What is an Emotional Support Animal
People who need animal companionship to have better functioning, may qualify for an Emotional Support Animal (ESA). It should be noted that a health professional must prescribe an ESA to a person who has an emotional or mental disability. Examples of licensed health professionals are doctors, therapists, psychologists, or psychiatrists.
First, the health professional must decide that an ESA is crucial to the health of the person with the disability. Next, if the health professional feels an Emotional Support Animal is a good treatment option, they will write an ESA prescription (letter).
An ESA prescription letter will typically include:
- The patient’s name
- Patient’s birth date
- That the patient is currently being treated by the doctor or mental health expert
- That the patient has a disability that currently restricts them from carrying out, or participating in one or more major areas in their life
- That an ESA is part of a treatment plan to help the patient cope with their disability symptoms
Examples of conditions which may qualify for an Emotional Support Animal:
- Anxiety disorders
- Separation anxiety
- Panic attacks
- Post-Traumatic Stress Disorder
- Motor skills disorders
- Psychotic disorders
- Neurodevelopment disorders
- Sleep disorders
- Eating disorders
- Dissociative disorders
Finally, it’s important to also know that ESAs can be any common domestic animal including dogs, cats, or ferrets, and more. However, the animal must be well behaved, such as being toilet trained, and can’t be a nuisance or danger to others.
Can’t I just register my dog online?
There are many websites that claim themselves to be Emotional Support Registries (and Service Dog Registries). They tell you that if you pay a fee, you will get a certificate and your dog will be a legal Emotional Support Animal or Service Dog.
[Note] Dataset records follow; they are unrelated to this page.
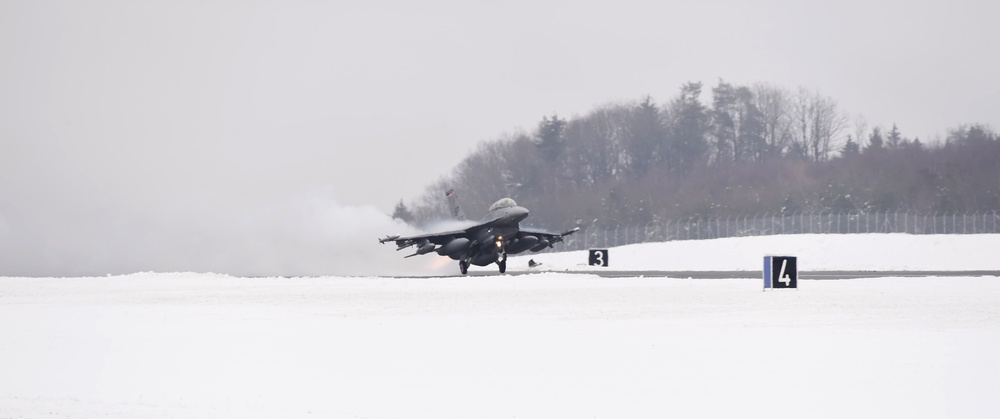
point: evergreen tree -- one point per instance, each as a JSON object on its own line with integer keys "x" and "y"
{"x": 549, "y": 136}
{"x": 688, "y": 145}
{"x": 893, "y": 138}
{"x": 851, "y": 149}
{"x": 875, "y": 141}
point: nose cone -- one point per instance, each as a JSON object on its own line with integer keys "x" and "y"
{"x": 519, "y": 213}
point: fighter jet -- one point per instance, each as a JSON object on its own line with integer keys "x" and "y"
{"x": 489, "y": 241}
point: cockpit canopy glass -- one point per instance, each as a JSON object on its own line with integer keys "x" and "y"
{"x": 503, "y": 203}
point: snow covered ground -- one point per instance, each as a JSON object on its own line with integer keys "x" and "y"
{"x": 552, "y": 344}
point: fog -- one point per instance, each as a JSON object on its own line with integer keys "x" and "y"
{"x": 273, "y": 137}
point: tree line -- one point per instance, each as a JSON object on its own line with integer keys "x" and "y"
{"x": 753, "y": 150}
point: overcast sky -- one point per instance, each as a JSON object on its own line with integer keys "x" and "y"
{"x": 164, "y": 131}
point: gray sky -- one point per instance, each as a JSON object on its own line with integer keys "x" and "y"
{"x": 160, "y": 135}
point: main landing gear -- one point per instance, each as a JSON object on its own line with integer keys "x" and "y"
{"x": 463, "y": 265}
{"x": 502, "y": 262}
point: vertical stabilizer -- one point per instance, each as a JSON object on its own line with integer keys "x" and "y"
{"x": 456, "y": 211}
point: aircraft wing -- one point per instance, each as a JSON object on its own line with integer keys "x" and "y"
{"x": 435, "y": 238}
{"x": 550, "y": 236}
{"x": 540, "y": 238}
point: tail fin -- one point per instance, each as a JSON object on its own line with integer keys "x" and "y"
{"x": 456, "y": 211}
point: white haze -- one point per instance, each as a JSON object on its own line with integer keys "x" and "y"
{"x": 272, "y": 137}
{"x": 308, "y": 234}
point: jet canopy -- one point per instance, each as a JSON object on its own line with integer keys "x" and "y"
{"x": 503, "y": 203}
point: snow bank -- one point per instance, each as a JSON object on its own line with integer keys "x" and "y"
{"x": 815, "y": 252}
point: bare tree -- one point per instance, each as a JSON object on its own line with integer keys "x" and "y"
{"x": 818, "y": 124}
{"x": 774, "y": 105}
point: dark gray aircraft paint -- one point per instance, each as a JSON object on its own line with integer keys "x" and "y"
{"x": 490, "y": 241}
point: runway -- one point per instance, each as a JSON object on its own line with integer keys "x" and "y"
{"x": 806, "y": 275}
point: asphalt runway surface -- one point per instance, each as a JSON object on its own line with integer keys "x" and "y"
{"x": 807, "y": 275}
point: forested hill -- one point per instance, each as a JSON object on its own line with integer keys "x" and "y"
{"x": 752, "y": 150}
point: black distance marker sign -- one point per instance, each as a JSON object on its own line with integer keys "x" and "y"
{"x": 598, "y": 257}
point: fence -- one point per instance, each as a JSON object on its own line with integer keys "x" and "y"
{"x": 771, "y": 224}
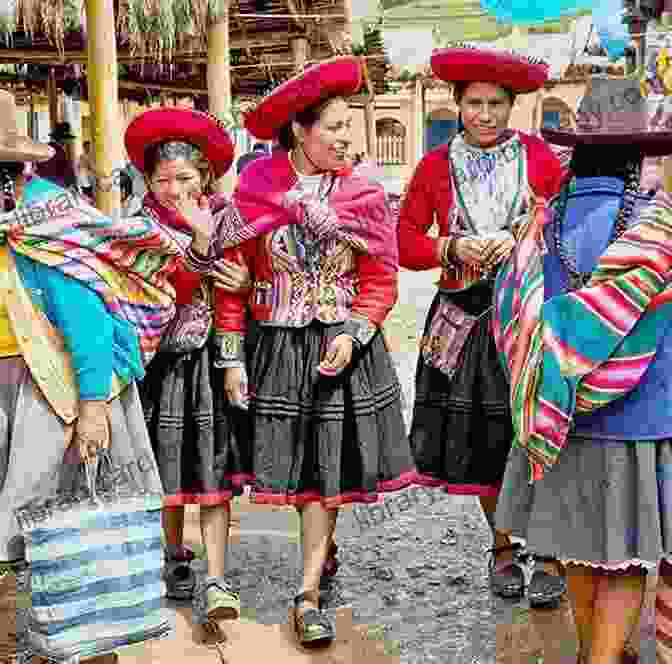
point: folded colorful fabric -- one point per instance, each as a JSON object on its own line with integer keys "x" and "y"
{"x": 578, "y": 352}
{"x": 126, "y": 261}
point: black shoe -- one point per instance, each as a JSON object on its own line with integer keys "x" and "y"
{"x": 313, "y": 627}
{"x": 545, "y": 590}
{"x": 508, "y": 582}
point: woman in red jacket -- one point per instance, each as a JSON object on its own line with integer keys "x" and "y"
{"x": 474, "y": 188}
{"x": 195, "y": 430}
{"x": 320, "y": 241}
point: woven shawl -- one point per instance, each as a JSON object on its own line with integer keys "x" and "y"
{"x": 580, "y": 351}
{"x": 126, "y": 261}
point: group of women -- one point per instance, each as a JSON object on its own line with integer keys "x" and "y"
{"x": 240, "y": 342}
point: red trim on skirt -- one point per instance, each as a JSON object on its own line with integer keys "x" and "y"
{"x": 457, "y": 489}
{"x": 404, "y": 480}
{"x": 239, "y": 480}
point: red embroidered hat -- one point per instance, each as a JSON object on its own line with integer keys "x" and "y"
{"x": 464, "y": 63}
{"x": 180, "y": 124}
{"x": 338, "y": 77}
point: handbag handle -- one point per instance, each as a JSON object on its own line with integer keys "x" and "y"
{"x": 91, "y": 469}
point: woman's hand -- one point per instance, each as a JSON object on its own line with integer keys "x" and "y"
{"x": 92, "y": 430}
{"x": 338, "y": 356}
{"x": 470, "y": 250}
{"x": 231, "y": 276}
{"x": 235, "y": 386}
{"x": 195, "y": 210}
{"x": 497, "y": 250}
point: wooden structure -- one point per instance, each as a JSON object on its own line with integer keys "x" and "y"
{"x": 213, "y": 50}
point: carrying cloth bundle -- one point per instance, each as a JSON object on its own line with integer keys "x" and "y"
{"x": 95, "y": 557}
{"x": 578, "y": 352}
{"x": 126, "y": 261}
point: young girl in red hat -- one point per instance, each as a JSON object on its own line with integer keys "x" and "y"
{"x": 196, "y": 431}
{"x": 320, "y": 241}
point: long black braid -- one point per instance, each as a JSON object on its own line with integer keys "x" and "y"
{"x": 9, "y": 170}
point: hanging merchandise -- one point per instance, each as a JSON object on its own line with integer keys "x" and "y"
{"x": 613, "y": 33}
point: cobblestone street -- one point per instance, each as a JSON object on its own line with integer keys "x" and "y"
{"x": 412, "y": 586}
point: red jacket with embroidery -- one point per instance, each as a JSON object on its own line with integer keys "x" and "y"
{"x": 429, "y": 196}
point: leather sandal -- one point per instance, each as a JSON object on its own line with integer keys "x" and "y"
{"x": 507, "y": 581}
{"x": 331, "y": 564}
{"x": 545, "y": 590}
{"x": 313, "y": 627}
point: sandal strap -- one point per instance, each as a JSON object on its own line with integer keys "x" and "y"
{"x": 313, "y": 617}
{"x": 305, "y": 596}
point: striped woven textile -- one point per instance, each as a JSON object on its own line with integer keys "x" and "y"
{"x": 126, "y": 261}
{"x": 95, "y": 577}
{"x": 580, "y": 351}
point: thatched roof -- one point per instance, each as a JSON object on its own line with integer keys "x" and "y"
{"x": 165, "y": 41}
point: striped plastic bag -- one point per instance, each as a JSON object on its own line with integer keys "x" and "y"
{"x": 94, "y": 560}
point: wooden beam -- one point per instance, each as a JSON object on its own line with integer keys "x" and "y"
{"x": 219, "y": 79}
{"x": 12, "y": 56}
{"x": 291, "y": 5}
{"x": 52, "y": 93}
{"x": 300, "y": 52}
{"x": 102, "y": 75}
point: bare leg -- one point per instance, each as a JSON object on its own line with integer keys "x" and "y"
{"x": 618, "y": 605}
{"x": 582, "y": 588}
{"x": 215, "y": 533}
{"x": 489, "y": 507}
{"x": 173, "y": 525}
{"x": 317, "y": 525}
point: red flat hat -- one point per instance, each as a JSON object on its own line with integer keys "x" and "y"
{"x": 180, "y": 124}
{"x": 468, "y": 64}
{"x": 338, "y": 77}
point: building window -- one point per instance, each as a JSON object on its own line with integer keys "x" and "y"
{"x": 391, "y": 142}
{"x": 551, "y": 120}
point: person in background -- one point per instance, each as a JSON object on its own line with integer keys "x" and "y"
{"x": 583, "y": 327}
{"x": 197, "y": 432}
{"x": 60, "y": 168}
{"x": 259, "y": 150}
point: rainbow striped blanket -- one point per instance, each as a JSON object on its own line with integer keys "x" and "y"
{"x": 578, "y": 352}
{"x": 126, "y": 261}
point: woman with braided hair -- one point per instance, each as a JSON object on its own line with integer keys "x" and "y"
{"x": 475, "y": 187}
{"x": 196, "y": 430}
{"x": 583, "y": 326}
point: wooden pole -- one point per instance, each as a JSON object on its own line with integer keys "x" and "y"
{"x": 219, "y": 80}
{"x": 52, "y": 93}
{"x": 300, "y": 52}
{"x": 102, "y": 74}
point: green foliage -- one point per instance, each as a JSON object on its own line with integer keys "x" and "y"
{"x": 72, "y": 17}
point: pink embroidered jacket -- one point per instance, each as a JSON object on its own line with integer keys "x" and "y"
{"x": 299, "y": 277}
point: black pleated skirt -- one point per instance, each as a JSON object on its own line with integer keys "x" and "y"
{"x": 461, "y": 431}
{"x": 336, "y": 439}
{"x": 200, "y": 441}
There is NO Emotional Support Registry in the United States. Similarly, there is NO Service Dog Registry in the United States. These websites are abusing the ESA system, and taking advantage of people.
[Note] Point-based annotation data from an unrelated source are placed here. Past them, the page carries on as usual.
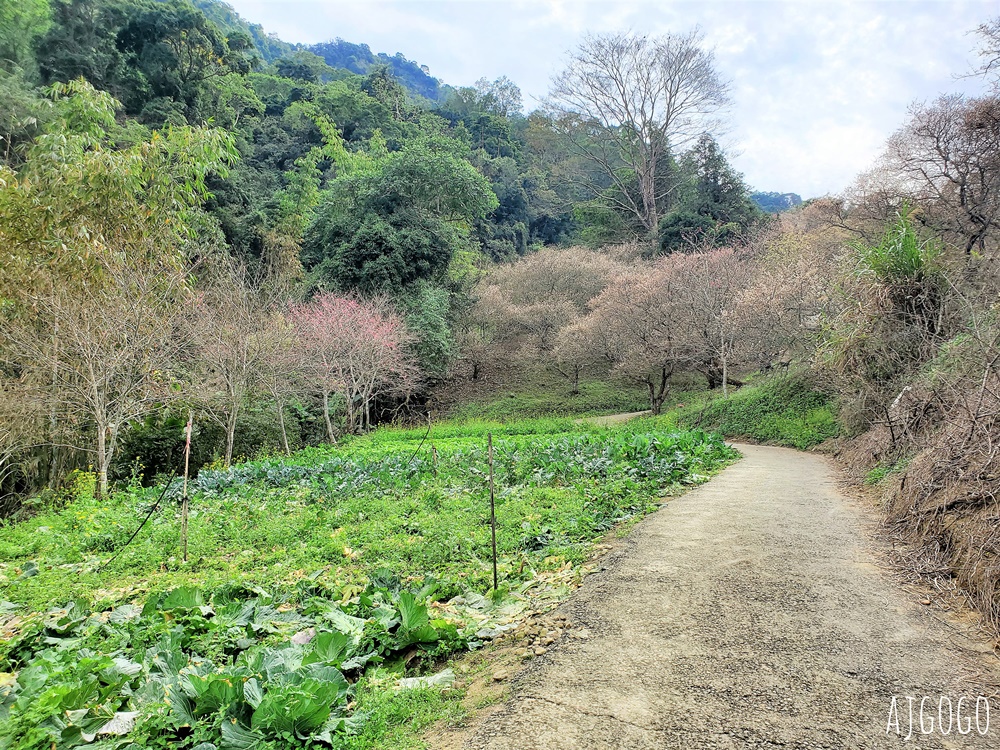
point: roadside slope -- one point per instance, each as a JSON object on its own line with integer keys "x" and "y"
{"x": 749, "y": 613}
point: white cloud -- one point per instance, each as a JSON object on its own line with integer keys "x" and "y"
{"x": 817, "y": 85}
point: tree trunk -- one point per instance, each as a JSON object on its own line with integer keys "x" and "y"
{"x": 658, "y": 390}
{"x": 725, "y": 374}
{"x": 326, "y": 416}
{"x": 350, "y": 412}
{"x": 102, "y": 461}
{"x": 281, "y": 423}
{"x": 230, "y": 436}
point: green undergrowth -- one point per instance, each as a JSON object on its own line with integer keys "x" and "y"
{"x": 787, "y": 411}
{"x": 317, "y": 586}
{"x": 545, "y": 397}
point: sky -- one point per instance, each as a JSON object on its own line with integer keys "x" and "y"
{"x": 817, "y": 87}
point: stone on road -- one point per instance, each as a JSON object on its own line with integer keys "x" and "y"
{"x": 749, "y": 613}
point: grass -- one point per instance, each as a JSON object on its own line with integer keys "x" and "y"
{"x": 543, "y": 396}
{"x": 313, "y": 584}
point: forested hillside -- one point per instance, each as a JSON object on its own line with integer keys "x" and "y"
{"x": 271, "y": 187}
{"x": 244, "y": 284}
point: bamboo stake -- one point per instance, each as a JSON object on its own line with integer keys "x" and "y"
{"x": 184, "y": 502}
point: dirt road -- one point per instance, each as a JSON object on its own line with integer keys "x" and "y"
{"x": 749, "y": 613}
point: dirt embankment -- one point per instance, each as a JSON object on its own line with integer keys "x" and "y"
{"x": 749, "y": 613}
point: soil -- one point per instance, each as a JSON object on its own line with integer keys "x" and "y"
{"x": 752, "y": 612}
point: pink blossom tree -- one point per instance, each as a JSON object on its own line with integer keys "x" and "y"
{"x": 357, "y": 348}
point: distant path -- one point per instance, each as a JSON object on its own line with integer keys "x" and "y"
{"x": 611, "y": 419}
{"x": 749, "y": 613}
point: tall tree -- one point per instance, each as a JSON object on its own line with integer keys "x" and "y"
{"x": 96, "y": 250}
{"x": 626, "y": 101}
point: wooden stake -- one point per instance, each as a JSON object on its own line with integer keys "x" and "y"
{"x": 184, "y": 502}
{"x": 493, "y": 509}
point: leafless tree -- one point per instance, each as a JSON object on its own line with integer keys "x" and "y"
{"x": 237, "y": 339}
{"x": 119, "y": 340}
{"x": 627, "y": 101}
{"x": 946, "y": 160}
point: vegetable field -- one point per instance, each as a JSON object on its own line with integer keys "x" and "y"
{"x": 316, "y": 586}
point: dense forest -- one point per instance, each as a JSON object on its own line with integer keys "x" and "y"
{"x": 230, "y": 258}
{"x": 174, "y": 141}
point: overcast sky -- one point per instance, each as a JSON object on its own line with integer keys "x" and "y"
{"x": 817, "y": 86}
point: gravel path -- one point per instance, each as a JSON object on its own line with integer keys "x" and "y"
{"x": 749, "y": 613}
The most legal way to obtain an Emotional Support Animal is to talk to your own health professional. This way you can work together in deciding if an ESA is the right step in your treatment. Remember, not everyone qualifies for an ESA (even though public perception would say otherwise).
To qualify you and your healthcare professional must decide that you:
- have a disability that currently restricts you from carrying out, or participating in one or more major areas in your life
- that an ESA is part of a treatment plan to help you cope with your disability symptoms
Next, if you qualify, your health professional will write an ESA prescription (letter).
Places you can legally take your Emotional Support Animal
After you receive an ESA prescription from a mental health professional, it’s important to know where you can legally take your ESA.
Many people are under the impressions that you can take an ESA with you everywhere. This is not actually true.
ESA’s can legally go to these 3 places:
- Places normal pets are allowed to go. These would be pet friendly restaurants, stores, and parks. Pet friendly areas are usually labeled and you will often see other dogs in the area.
- Housing. The Fair Housing Act includes ESAs as assistance animals. Landlords cannot discriminate against you because of your disabilities (Or ESA). In addition, rules like no pets, species bans or pet size limitations don’t apply with your prescription for an ESA.
- Airline travel. The Air Carrier Access Act allows service animals and ESAs to be with their owner in the cabin of an aircraft. The airline might require documentation stating that the person has a disability and the reason why the animal must travel with them. If you intend to travel with an ESA, contact the airline ahead of time to ensure you can provide the appropriate paperwork.
Emotional Support Animals (ESA) are NOT Psychiatric Service Dogs (PSD).
ESA and PSD are both important roles to those suffering with mental and psychiatric disabilities. However, psychiatric service dogs perform specific work or tasks to detect psychiatric episodes, interrupt habits and ease the affects of mental illness.
For example, a task that a psychiatric service dog may be trained to perform would be alerting to rapid breathing that may indicate the onset of a panic attack.
If a dog has not been trained to do any tasks, and the dog’s presence is the only thing that helps the person cope, then the dog does not qualify as a psychiatric service dog, and instead of be considered an ESA.
Finally, a psychiatric service dog has rights to be in public place, but an ESA doesn’t have these same rights.